JULIEN PORISSE : Je suis une artiste confirmée, sexagénaire. Mon père était peintre professionnel et a exercé à Montmartre des années 1950 jusqu'à son décès en 2013. Il tenait une galerie près de la place du Tertre et vendait énormément d'œuvres… On estime sa collection à plus de 9 000 tableaux, et il a quasiment tout vendu. J'ai donc eu une expérience directe de la vie d'un peintre et du travail de l'ombre : marketing, vente, et surtout, convaincre les clients d'acheter. Je dois avouer que je n'étais pas préparée à devenir artiste, à endosser ce rôle, à maîtriser les codes, de l'histoire de l'art aux techniques artistiques. Je savais que seuls le temps et une pratique régulière de la peinture me permettraient d'atteindre le niveau où je me sentirais prête à me lancer pleinement dans le monde de l'art.

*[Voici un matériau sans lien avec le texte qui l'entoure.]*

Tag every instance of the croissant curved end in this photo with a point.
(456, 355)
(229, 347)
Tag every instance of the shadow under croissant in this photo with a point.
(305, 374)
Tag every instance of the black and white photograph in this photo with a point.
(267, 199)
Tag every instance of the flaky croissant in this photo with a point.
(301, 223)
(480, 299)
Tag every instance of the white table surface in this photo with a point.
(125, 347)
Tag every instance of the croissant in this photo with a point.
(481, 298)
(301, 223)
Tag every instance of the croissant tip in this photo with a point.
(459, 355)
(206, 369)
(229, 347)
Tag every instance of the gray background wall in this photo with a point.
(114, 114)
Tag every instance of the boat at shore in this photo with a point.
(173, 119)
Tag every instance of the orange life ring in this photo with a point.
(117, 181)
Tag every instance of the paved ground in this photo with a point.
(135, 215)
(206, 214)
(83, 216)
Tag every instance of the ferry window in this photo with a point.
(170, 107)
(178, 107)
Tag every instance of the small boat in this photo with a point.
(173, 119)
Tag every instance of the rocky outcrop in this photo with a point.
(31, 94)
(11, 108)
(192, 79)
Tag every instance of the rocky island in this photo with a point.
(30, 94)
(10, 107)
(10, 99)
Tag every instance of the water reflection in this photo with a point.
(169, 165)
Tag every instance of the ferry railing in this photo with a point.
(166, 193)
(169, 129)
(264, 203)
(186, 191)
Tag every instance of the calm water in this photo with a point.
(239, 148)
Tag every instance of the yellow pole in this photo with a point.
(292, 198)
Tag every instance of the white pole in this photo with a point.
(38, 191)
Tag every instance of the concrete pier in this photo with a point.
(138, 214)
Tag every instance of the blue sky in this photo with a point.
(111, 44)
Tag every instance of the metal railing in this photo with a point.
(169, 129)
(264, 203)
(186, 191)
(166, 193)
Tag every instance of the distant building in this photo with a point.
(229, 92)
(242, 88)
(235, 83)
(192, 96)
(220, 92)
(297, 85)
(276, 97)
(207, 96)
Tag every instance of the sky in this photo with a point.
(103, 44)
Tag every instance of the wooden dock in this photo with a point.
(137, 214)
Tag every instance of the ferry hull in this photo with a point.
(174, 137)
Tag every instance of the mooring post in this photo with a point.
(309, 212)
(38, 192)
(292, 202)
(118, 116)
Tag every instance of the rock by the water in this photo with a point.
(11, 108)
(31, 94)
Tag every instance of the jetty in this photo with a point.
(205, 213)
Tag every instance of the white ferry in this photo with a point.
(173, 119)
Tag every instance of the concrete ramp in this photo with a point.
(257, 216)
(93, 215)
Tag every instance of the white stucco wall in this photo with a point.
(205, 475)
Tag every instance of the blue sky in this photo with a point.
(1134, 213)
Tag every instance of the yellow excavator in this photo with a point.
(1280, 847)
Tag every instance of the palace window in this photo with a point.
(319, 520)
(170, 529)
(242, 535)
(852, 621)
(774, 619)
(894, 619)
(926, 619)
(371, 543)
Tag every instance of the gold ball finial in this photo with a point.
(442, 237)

O : Quelles sont vos principales sources d’inspiration ?
JP : Mes influences proviennent directement de mon lieu de vie : la lumière, la nature, mon bien-être spirituel. Pour commencer à peindre, il faut un espace à soi, se couper du tumulte quotidien et se plonger dans le rythme de la peinture. Je nourris mon esprit : je visite des galeries, des musées, je participe à des expositions collectives, je fais vivre l’art.

O : Comment décririez-vous votre style ou votre approche artistique ?
JP : Je peins principalement des abstractions géométriques, et de temps à autre, je m'adonne à quelques toiles figuratives pour garder la main et simplement apprécier le processus créatif. Avec l'abstraction, on n'est confronté ni au sujet ni au style ; l'art abstrait est plus psychologique et physique. Ces dernières années, j'ai simplifié mes peintures en réduisant les paysages à quelques rangées de carrés colorés, une sorte de pixellisation, mais différente car le paysage dicte mes choix. L'observation m'a incité à adopter un style qui, par la répétition de la méthode, devienne visuellement reconnaissable parmi la multitude d'artistes que nous croisons tous sur Internet aujourd'hui. La répétition d'un même type de peinture crée un exemple concret de la manière de se faire remarquer et permet ainsi à l'artiste d'explorer les couleurs, en harmonie ou avec une palette réduite : des possibilités infinies qu'il faut envisager dans une vie si courte !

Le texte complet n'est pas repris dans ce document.